Donald Trump’s White House win has created a wave of uncertainty ranging from US interest rates and Janet Yellen’s future to the outlook for the Dodd-Frank Act and financial regulation.
Trump said in August he’d issue a temporary moratorium on new legislation and has blasted the Fed and its chairwoman, Janet Yellen, who he accused of creating a “false economy” by keeping interest rates “artificially low".
He has also said he’ll roll back 2010’s Dodd-Frank financial regulation law, financial reform which has cost banks billions of dollars and transformed how they do business.

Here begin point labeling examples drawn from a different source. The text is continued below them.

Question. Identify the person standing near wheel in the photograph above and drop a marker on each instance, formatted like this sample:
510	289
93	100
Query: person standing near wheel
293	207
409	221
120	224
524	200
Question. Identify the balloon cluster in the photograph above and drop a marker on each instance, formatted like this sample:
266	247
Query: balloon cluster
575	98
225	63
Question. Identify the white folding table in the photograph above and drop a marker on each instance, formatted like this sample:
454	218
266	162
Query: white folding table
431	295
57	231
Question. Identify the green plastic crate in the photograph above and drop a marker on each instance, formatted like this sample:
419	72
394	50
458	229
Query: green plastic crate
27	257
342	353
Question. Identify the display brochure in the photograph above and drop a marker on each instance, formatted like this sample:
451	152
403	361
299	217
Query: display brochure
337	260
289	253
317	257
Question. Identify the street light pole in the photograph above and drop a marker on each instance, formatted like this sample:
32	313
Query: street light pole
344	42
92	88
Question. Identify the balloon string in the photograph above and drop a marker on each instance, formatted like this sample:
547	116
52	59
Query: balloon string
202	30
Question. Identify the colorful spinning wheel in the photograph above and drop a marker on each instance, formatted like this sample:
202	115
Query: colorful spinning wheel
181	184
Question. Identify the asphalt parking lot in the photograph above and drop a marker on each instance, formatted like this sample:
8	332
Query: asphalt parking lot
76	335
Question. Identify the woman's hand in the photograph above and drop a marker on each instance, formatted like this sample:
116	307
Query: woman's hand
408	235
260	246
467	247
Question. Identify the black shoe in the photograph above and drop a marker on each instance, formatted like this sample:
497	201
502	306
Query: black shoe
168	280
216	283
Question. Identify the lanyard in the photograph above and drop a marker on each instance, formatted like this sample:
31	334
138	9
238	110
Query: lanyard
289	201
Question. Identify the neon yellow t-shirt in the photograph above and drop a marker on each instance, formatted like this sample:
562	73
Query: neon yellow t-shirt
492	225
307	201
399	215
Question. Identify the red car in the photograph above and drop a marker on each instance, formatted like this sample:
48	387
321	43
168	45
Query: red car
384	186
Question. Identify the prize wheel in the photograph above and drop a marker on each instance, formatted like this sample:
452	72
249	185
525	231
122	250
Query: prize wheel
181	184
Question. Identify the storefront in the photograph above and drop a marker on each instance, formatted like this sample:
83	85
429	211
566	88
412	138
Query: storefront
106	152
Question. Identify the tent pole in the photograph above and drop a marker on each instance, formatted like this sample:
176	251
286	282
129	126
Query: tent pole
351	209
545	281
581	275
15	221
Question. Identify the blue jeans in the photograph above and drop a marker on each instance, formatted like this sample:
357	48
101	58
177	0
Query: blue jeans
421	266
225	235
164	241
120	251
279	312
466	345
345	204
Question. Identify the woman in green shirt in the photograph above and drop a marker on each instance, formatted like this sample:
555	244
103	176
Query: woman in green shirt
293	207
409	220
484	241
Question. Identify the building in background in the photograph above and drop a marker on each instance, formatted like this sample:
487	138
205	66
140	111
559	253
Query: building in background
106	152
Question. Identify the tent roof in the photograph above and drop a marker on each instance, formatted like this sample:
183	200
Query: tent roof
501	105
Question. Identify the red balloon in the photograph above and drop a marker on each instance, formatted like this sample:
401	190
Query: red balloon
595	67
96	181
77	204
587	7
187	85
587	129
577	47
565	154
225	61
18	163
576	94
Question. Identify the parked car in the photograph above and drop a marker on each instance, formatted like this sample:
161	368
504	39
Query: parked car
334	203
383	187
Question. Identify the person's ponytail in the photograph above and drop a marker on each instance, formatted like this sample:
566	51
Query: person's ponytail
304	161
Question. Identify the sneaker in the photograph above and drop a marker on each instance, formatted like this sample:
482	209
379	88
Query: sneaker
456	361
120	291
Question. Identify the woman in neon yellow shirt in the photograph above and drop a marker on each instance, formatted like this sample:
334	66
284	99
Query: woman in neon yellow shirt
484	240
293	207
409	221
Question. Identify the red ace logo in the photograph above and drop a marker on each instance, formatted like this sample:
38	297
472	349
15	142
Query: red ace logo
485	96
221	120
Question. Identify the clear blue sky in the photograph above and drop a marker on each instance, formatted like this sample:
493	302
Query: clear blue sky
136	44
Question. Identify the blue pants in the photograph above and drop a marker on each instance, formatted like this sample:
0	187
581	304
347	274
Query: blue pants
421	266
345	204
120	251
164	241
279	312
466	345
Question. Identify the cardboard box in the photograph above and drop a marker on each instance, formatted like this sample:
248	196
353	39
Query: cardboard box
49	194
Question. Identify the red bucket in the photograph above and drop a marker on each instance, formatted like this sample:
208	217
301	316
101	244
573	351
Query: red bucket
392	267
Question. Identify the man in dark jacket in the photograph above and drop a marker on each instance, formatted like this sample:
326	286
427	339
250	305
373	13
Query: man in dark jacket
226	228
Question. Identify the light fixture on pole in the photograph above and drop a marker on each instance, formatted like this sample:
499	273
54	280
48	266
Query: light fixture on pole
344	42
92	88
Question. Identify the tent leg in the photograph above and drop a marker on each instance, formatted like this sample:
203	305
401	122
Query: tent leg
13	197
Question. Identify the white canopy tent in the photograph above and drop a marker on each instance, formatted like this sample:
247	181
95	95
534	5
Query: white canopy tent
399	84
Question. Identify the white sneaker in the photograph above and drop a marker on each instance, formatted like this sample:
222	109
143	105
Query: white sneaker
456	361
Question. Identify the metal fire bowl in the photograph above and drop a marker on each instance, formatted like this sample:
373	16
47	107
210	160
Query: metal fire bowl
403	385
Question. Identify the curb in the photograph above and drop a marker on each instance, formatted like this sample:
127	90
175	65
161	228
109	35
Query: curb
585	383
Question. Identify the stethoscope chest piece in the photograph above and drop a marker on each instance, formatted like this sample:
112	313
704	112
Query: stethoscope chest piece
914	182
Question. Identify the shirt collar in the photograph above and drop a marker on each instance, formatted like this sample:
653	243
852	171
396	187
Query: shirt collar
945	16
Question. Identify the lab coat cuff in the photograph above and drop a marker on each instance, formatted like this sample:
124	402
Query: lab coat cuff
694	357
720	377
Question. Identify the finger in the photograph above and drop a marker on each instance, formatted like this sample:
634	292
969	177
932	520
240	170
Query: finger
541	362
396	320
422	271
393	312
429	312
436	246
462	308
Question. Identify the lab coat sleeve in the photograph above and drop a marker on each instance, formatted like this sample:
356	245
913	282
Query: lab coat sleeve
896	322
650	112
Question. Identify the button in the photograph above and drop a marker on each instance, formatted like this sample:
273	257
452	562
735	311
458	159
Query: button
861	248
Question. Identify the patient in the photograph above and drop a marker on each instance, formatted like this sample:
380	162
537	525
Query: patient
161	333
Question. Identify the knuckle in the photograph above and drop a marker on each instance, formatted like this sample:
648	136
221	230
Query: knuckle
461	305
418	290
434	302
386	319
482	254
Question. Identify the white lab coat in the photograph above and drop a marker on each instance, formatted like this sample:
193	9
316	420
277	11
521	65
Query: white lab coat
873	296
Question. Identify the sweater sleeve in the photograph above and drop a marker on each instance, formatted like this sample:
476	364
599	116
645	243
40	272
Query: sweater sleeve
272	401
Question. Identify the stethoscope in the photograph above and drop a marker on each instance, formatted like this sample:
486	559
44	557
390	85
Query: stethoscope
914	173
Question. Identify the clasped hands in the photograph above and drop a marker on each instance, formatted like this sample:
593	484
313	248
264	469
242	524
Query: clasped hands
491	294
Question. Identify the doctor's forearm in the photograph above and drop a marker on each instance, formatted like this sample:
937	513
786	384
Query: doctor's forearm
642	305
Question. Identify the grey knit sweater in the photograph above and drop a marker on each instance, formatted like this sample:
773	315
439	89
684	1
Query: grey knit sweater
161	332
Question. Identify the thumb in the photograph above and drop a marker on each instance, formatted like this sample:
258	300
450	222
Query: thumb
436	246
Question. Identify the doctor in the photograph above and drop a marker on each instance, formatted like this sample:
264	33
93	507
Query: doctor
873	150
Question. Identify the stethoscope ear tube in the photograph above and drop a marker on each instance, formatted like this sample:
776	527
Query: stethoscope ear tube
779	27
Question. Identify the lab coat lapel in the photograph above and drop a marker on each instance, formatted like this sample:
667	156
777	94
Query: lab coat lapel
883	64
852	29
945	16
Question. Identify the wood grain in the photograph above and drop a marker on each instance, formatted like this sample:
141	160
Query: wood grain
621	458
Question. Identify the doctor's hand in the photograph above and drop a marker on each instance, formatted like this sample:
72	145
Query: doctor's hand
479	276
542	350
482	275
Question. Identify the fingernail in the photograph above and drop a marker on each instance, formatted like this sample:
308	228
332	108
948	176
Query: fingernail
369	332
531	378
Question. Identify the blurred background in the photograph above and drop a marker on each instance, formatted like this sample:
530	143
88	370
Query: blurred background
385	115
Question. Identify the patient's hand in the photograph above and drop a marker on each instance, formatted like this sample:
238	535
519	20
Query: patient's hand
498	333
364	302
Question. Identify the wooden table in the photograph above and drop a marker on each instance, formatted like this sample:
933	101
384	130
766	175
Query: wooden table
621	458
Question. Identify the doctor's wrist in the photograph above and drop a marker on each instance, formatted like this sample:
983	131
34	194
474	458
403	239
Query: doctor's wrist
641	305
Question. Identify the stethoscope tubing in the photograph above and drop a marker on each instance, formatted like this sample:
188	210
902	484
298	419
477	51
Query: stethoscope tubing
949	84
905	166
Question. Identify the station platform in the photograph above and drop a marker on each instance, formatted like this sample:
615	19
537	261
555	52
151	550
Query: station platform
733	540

Dodd-Frank created the framework for heightened US bank and financial regulation in the wake of the financial crisis. It includes regulatory capital requirements, new rules on over the counter derivatives and tougher regulation on credit rating agencies.
“Donald Trump has advocated in favor of loosened regulations," said Virginie O'Shea, research director, institutional securities & investments, Aite Group.
"Although he pursues the elimination of all existing regulation, it is obvious that it is an extremely complex task, considering the need for the views of both the House of Representatives and the Senate to align.
“He might, however, loosen certain regulations in the longer term, such as capital requirements for financial institutions, or maybe eliminate a few specific lines from Dodd-Frank.
"Although Dodd-Frank is almost implemented, a few areas are still in progress. In the short term, expect the brakes to be put on requirements that are yet to come into force.”
Jeremy Lawson, chief economist at global asset manager Standard Life Investments, added that there is a "strong prospect that the regulatory noose will loosen across finance".
Whether Trump plans to swap Dodd-Frank for new regulations is unclear.
Many on Wall Street would argue that bank stocks have been hurt by tough reform and weakened by a climate not conducive to supporting a stronger level of economic growth.
Trump’s victory might turn bankers more hopeful of some relief on Dodd-Frank rules that have hit some of their business lines.
The possibility of tougher rules and tax changes by a Clinton win had many fearing a headwind for financial sector stocks.
Danske Bank said it expected financials likely to underperform in the event of a Clinton victory, since they would have faced further regulation.
However there is now concern that Trump's protectionist trade measures will be a negative for the financial industry and damage banks with large international businesses.
“Dodd-Frank is done for,” Karen Petrou of Federal Financial Analytics wrote in a research note Wednesday.
While she said the law would only change over time, its structural assumptions about regulation are “smashed.”